The Surprising Agreement Between Convex Optimization Theory and Learning-Rate Scheduling for Large Model Training
Fabian Schaipp, Alexander Hägele, Adrien Taylor, Umut Simsekli, Francis Bach
2025-02-03

Summary
This paper talks about an unexpected connection between a complex math theory called convex optimization and how we train big AI models. The researchers found that the way we adjust the learning speed of AI models during training is very similar to what this math theory predicts would work best.
What's the problem?
Training large AI models is tricky, and one of the biggest challenges is figuring out how fast the model should learn at different stages of training. This is called the learning rate schedule. Until now, people have mostly figured this out through trial and error, without a solid mathematical explanation for why certain schedules work better than others.
What's the solution?
The researchers discovered that a mathematical theory called non-smooth convex optimization actually predicts the learning rate schedules that work best in practice.
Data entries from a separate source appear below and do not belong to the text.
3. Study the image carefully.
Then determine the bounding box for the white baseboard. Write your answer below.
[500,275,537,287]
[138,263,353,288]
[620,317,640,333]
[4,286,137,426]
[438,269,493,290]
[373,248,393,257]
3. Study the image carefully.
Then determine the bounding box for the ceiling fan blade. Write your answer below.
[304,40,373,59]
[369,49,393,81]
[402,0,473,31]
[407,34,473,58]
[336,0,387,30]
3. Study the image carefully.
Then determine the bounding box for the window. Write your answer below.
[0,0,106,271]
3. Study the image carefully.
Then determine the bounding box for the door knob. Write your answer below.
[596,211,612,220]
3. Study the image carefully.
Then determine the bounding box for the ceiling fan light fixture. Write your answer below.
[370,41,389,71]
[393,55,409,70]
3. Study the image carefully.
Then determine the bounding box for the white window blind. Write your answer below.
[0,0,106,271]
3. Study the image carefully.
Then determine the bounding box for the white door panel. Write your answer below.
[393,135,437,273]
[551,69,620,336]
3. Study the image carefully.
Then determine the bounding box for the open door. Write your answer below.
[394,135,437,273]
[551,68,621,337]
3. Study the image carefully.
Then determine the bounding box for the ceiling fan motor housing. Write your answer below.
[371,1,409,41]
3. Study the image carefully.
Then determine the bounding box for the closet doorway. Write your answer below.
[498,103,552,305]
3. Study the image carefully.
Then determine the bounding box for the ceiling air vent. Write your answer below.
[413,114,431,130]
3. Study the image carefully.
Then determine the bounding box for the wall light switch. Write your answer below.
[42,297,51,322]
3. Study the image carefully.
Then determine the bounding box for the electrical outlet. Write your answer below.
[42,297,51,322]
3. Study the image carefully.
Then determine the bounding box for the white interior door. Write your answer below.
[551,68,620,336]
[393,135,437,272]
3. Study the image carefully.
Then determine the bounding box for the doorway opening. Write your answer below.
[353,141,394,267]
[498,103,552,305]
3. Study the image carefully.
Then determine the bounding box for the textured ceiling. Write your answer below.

They focused on a specific schedule that starts with a constant learning rate and then gradually slows down at the end, called a 'linear cooldown'. They showed mathematically why this cooldown is helpful. Using this knowledge, they improved the training of large language models like Llama by extending the training time with the right learning rate and by applying what they learned about one schedule to other types of schedules.
Why it matters?
This matters because it gives us a mathematical explanation for something that AI researchers have been doing based mostly on intuition and experience. It means we can now use this theory to make better decisions about how to train AI models, potentially making them learn faster and perform better. For example, the researchers were able to improve the training of large language models, which are the kind of AI used in chatbots and other advanced AI applications. This could lead to more efficient ways of creating powerful AI systems in the future.
Abstract
We show that learning-rate schedules for large model training behave surprisingly similar to a performance bound from non-smooth convex optimization theory. We provide a bound for the constant schedule with linear cooldown; in particular, the practical benefit of cooldown is reflected in the bound due to the absence of logarithmic terms. Further, we show that this surprisingly close match between optimization theory and practice can be exploited for learning-rate tuning: we achieve noticeable improvements for training 124M and 210M Llama-type models by (i) extending the schedule for continued training with optimal learning-rate, and (ii) transferring the optimal learning-rate across schedules.